En Russie, l’heure est à la dénonciation des opposants à « l’opération spéciale »
vendredi 01/avril/2022 - 12:35
Comment ne pas répondre à cœur ouvert à des adolescentes qui viennent vous trouver, désemparées, à la fin d’un cours ? C’est probablement ce que s’est dit Irina Guen, professeure d’anglais dans une école de Penza, en Russie centrale, quand deux de ses élèves de huitième classe (l’équivalent de la 3e) lui ont demandé pourquoi les compétitions sportives auxquelles elles devaient participer en Europe étaient annulées.
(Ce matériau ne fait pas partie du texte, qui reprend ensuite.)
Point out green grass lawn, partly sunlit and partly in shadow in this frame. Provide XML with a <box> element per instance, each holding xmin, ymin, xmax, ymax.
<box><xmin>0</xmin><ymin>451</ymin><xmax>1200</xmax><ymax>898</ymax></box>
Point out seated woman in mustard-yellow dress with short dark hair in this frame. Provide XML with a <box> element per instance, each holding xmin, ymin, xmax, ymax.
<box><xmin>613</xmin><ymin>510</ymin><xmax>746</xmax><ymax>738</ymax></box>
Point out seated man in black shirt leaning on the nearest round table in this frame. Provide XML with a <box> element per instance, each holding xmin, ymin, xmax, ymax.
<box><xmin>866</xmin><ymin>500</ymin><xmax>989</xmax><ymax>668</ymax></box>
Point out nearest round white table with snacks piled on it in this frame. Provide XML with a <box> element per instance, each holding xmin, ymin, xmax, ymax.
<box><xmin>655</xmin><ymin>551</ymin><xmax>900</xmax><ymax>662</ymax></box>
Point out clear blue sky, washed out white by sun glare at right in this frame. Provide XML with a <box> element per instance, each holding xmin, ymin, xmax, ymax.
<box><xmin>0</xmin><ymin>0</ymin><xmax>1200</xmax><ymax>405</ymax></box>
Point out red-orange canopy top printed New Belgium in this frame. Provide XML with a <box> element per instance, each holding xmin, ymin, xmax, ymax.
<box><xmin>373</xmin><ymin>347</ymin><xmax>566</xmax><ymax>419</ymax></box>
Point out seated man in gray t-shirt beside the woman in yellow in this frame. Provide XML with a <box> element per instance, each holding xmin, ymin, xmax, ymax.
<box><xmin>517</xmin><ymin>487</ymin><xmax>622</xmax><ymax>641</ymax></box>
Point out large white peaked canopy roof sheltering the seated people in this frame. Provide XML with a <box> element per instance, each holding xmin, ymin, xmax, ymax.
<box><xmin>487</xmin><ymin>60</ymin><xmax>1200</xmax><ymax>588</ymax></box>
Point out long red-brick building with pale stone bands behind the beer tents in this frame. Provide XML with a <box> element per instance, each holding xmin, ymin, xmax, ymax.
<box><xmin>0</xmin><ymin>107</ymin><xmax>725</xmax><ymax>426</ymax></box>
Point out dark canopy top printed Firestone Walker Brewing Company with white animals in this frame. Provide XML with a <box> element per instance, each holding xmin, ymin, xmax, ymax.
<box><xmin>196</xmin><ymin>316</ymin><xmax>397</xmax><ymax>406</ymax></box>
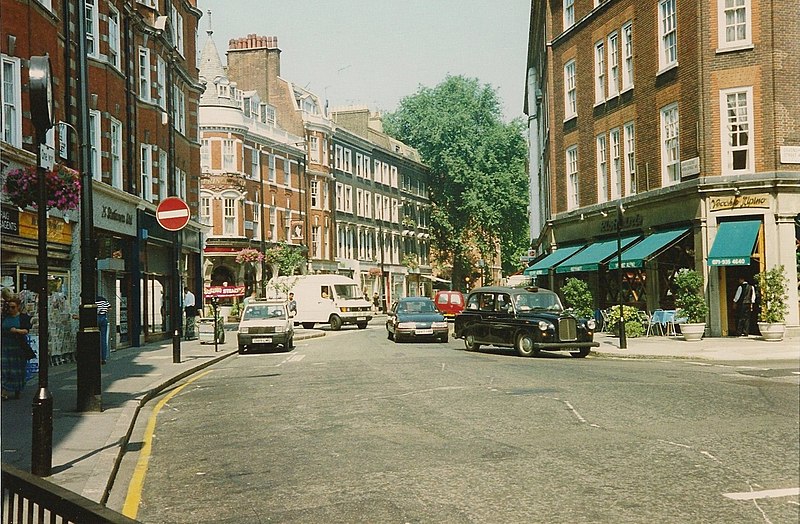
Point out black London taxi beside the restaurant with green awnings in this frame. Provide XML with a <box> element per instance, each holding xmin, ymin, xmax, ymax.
<box><xmin>454</xmin><ymin>286</ymin><xmax>600</xmax><ymax>357</ymax></box>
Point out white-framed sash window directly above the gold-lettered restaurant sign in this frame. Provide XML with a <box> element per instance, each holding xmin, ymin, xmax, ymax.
<box><xmin>720</xmin><ymin>87</ymin><xmax>754</xmax><ymax>174</ymax></box>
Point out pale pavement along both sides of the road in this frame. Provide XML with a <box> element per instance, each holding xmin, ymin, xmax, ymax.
<box><xmin>0</xmin><ymin>315</ymin><xmax>800</xmax><ymax>504</ymax></box>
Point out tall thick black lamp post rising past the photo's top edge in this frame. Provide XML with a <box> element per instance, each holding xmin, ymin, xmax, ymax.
<box><xmin>75</xmin><ymin>2</ymin><xmax>103</xmax><ymax>411</ymax></box>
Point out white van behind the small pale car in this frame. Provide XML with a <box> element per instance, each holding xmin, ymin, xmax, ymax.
<box><xmin>268</xmin><ymin>274</ymin><xmax>372</xmax><ymax>331</ymax></box>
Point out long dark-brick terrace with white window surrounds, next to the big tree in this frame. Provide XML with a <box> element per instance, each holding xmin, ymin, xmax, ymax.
<box><xmin>333</xmin><ymin>108</ymin><xmax>434</xmax><ymax>304</ymax></box>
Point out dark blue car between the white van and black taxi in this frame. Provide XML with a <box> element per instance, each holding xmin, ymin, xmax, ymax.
<box><xmin>386</xmin><ymin>297</ymin><xmax>450</xmax><ymax>342</ymax></box>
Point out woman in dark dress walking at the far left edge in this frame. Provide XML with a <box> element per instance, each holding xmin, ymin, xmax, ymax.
<box><xmin>0</xmin><ymin>295</ymin><xmax>32</xmax><ymax>400</ymax></box>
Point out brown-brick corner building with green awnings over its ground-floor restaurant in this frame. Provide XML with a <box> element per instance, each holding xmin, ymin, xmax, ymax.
<box><xmin>526</xmin><ymin>0</ymin><xmax>800</xmax><ymax>336</ymax></box>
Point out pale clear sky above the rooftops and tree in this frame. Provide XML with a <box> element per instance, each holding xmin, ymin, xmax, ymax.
<box><xmin>197</xmin><ymin>0</ymin><xmax>531</xmax><ymax>121</ymax></box>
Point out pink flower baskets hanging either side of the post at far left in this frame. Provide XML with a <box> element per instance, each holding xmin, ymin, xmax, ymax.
<box><xmin>3</xmin><ymin>166</ymin><xmax>81</xmax><ymax>211</ymax></box>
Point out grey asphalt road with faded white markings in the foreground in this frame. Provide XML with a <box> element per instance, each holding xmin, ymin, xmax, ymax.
<box><xmin>115</xmin><ymin>321</ymin><xmax>800</xmax><ymax>524</ymax></box>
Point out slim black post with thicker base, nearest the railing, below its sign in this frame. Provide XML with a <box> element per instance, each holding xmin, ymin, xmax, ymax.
<box><xmin>31</xmin><ymin>128</ymin><xmax>53</xmax><ymax>477</ymax></box>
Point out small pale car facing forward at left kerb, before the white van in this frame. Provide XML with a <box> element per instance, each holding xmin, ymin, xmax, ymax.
<box><xmin>237</xmin><ymin>300</ymin><xmax>294</xmax><ymax>353</ymax></box>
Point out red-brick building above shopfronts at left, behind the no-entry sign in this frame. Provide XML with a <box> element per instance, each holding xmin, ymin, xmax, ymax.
<box><xmin>0</xmin><ymin>0</ymin><xmax>206</xmax><ymax>360</ymax></box>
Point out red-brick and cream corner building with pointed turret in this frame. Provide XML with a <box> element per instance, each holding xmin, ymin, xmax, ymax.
<box><xmin>200</xmin><ymin>31</ymin><xmax>307</xmax><ymax>306</ymax></box>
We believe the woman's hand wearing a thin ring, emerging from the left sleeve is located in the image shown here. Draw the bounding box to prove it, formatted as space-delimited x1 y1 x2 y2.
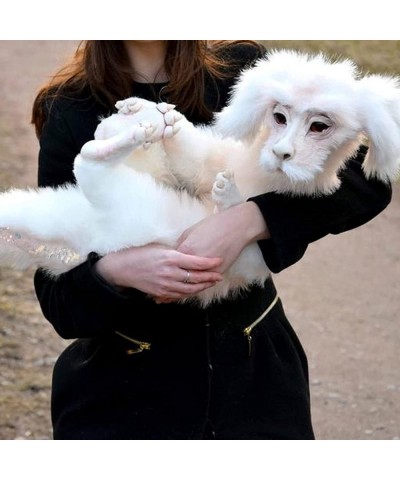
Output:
95 244 222 302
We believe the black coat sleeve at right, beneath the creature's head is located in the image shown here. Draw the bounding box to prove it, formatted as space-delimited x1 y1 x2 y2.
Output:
249 147 392 273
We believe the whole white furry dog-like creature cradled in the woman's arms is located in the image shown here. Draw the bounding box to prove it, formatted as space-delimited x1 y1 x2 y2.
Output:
0 51 400 306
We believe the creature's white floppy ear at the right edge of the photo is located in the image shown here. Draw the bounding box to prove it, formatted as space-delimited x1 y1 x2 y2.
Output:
359 75 400 181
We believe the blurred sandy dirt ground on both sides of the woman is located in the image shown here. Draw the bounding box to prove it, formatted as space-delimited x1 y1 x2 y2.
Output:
0 41 400 439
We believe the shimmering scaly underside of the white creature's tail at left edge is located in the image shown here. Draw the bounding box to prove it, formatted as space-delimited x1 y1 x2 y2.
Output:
0 227 84 275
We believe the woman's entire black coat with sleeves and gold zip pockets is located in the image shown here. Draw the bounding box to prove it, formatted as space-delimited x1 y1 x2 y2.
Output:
35 41 391 439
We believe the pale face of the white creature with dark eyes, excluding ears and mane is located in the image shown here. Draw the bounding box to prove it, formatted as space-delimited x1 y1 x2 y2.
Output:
260 99 359 182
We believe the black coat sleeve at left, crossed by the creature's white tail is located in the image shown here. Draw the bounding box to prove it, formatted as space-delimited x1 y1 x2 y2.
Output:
34 99 145 338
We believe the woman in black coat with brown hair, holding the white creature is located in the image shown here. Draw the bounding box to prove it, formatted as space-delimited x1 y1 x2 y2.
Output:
32 40 391 439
Les deux adolescentes avaient-elles prévu de piéger leur professeure ? Ou bien, choquées par sa réponse, ont-elles allumé un dictaphone en cours de conversation ? Seule chose certaine, la réponse donnée, ce 18 mars, par la professeure de 55 ans ne correspond pas au canon des instructions données par le ministère de l’éducation dès le début de « l’opération spéciale » contre l’Ukraine.
Extrait :
« Tant que la Russie ne se comportera pas de manière civilisée, cela durera éternellement, explique Mme Guen à ses élèves. Ils ont commencé à bombarder l’Ukraine occidentale… Ils voulaient aller jusqu’à Kiev, renverser Zelensky, son gouvernement… C’est un Etat souverain, vous comprenez ?
– Nous ne connaissons pas toutes ces nuances !
– C’est bien le problème, vous ne savez rien. Je regarde cent, deux cents sources différentes, et vous, pas une seule… Nous vivons dans un régime totalitaire, celui qui pense autrement est un criminel d’opinion. On finira tous par prendre quinze ans. A commencer par moi, d’ailleurs, je vais prendre quinze ans… »
Cette peine n’est pas citée au hasard : une loi spécialement adoptée début mars punit la diffusion de « fausses nouvelles » sur l’armée ou « discréditant » son action jusqu’à quinze ans de prison. Or, le problème est que, avant d’atterrir entre les mains du site d’information Baza, l’enregistrement avait été envoyé directement à la police locale… par les deux sportives en herbe (l’une pratique le karaté, l’autre la natation).